Six dryland crops (mungbean, cow pea, soya bean, groundnut, maize and sorghum) and two rice cultivars (C·171·136 and IR 36) were grown under rainfed and irrigated conditions on a dryland site with a clay loam soil at the International Rice Research Institute, Philippines. After the first 30 days of growth there was no effective rain, and the rainfed crops encountered different water deficits. Crop productivity, leaf area, plant water status, root distribution, and soil water use were measured.

Neither rice cultivar yielded seed under rainfed conditions, but all other crops did.

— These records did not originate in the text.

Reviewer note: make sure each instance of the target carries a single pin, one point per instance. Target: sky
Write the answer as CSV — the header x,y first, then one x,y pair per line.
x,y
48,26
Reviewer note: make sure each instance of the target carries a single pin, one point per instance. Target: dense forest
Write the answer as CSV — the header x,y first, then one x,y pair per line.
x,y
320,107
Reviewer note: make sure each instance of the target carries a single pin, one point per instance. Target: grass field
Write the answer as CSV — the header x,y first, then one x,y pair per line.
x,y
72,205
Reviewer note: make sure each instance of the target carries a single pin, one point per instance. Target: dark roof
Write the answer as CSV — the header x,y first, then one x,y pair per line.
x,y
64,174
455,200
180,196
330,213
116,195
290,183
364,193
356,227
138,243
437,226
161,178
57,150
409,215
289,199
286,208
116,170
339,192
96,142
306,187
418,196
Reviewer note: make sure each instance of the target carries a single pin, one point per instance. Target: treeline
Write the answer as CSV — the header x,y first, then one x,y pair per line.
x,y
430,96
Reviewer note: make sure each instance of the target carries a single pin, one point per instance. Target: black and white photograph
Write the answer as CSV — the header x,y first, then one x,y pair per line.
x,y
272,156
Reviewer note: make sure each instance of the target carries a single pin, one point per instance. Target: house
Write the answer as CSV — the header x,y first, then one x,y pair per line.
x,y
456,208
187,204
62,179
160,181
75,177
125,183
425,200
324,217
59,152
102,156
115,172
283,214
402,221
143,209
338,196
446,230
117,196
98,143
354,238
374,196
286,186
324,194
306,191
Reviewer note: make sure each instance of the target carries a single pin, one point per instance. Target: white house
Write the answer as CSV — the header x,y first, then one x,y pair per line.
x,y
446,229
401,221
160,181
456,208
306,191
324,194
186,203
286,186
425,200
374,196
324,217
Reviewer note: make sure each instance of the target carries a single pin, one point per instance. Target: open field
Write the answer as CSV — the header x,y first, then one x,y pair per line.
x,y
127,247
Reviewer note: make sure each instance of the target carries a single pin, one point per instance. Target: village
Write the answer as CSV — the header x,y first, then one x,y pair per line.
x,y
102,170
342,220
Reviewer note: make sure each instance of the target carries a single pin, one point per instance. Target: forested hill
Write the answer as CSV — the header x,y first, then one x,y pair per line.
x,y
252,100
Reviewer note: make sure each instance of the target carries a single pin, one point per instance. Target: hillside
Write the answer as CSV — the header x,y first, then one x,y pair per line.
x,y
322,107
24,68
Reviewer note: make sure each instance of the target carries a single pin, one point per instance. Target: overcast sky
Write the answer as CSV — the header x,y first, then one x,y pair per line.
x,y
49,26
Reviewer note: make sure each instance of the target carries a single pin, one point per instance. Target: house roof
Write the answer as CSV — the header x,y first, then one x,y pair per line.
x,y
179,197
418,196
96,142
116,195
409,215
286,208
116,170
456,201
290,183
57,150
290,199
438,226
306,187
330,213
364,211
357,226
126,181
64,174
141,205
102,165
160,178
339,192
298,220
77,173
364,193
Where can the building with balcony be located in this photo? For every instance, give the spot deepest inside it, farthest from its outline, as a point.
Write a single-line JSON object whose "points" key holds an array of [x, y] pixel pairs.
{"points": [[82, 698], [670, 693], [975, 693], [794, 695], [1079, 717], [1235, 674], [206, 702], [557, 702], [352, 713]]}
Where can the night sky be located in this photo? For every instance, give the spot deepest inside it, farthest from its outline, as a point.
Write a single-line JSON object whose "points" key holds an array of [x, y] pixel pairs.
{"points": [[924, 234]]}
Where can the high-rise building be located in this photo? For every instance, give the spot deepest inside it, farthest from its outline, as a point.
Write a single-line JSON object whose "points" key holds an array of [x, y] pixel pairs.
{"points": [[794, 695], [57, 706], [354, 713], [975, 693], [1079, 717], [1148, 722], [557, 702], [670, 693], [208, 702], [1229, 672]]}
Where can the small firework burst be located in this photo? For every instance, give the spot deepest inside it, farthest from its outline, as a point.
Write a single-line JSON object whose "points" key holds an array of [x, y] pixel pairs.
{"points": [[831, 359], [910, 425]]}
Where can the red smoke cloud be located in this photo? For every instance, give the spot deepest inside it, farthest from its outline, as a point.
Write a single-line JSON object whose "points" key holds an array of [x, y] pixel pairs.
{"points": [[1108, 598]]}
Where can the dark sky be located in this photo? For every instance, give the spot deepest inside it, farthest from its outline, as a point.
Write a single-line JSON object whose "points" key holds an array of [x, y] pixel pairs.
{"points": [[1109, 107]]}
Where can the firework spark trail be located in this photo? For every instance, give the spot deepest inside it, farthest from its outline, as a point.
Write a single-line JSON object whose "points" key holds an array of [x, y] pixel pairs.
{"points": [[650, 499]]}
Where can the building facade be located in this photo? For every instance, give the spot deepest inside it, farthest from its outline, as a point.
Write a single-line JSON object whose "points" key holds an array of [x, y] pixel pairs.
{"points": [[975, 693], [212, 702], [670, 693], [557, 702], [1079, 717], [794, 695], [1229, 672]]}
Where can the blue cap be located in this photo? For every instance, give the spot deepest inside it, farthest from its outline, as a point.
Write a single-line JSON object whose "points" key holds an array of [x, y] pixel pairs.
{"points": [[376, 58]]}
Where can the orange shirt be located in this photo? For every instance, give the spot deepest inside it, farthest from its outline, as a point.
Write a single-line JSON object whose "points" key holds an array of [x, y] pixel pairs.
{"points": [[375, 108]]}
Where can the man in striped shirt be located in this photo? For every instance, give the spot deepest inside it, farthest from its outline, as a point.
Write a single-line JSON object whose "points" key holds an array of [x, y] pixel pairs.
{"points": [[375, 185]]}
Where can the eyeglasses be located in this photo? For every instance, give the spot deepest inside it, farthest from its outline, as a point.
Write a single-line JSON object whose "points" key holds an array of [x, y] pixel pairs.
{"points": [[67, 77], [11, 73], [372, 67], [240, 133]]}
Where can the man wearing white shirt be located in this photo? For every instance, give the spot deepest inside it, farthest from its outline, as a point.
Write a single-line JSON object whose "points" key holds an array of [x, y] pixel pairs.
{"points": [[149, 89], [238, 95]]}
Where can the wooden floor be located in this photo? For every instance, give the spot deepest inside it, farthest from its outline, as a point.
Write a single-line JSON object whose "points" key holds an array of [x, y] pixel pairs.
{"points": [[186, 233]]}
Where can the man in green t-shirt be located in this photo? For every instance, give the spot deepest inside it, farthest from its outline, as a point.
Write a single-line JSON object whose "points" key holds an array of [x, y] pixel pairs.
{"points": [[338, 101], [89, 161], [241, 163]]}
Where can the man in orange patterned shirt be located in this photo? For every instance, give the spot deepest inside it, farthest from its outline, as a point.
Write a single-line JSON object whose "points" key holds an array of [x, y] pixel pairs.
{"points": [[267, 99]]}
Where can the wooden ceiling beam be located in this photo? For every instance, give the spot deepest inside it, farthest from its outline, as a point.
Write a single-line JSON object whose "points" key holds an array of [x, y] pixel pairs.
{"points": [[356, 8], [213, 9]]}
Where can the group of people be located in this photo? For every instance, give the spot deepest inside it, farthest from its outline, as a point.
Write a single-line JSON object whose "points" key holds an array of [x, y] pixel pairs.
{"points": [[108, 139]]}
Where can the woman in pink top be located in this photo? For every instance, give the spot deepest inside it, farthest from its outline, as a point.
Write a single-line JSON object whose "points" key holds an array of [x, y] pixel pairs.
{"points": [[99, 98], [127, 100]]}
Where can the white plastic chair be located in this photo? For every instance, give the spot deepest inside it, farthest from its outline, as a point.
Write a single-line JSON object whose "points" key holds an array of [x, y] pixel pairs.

With mungbean and cow pea there was little difference between the yields under rainfed and irrigated conditions, but groundnut, soya bean, sorghum and maize gave higher yields under irrigation.

The rainfed crops extracted different amounts of stored soil water, ranging from 100 mm for IR 36 to 250 mm for groundnut. The different amounts were associated with different growth durations, rooting depths and rates of soil water depletion from within the root zone. Biological productivity of the six rainfed crops with the C 3 photosynthetic pathway was linearly related to transpiration, which was estimated from soil water extraction and soil evaporation. Biological productivity per unit of transpiration for the two crops with the C 4 pathway was 2·2 times higher than for those with the C 3 pathway. The different seed yields of the rainfed crops were due to differences in harvest index and the chemical composition of seeds, as well as to biological productivity.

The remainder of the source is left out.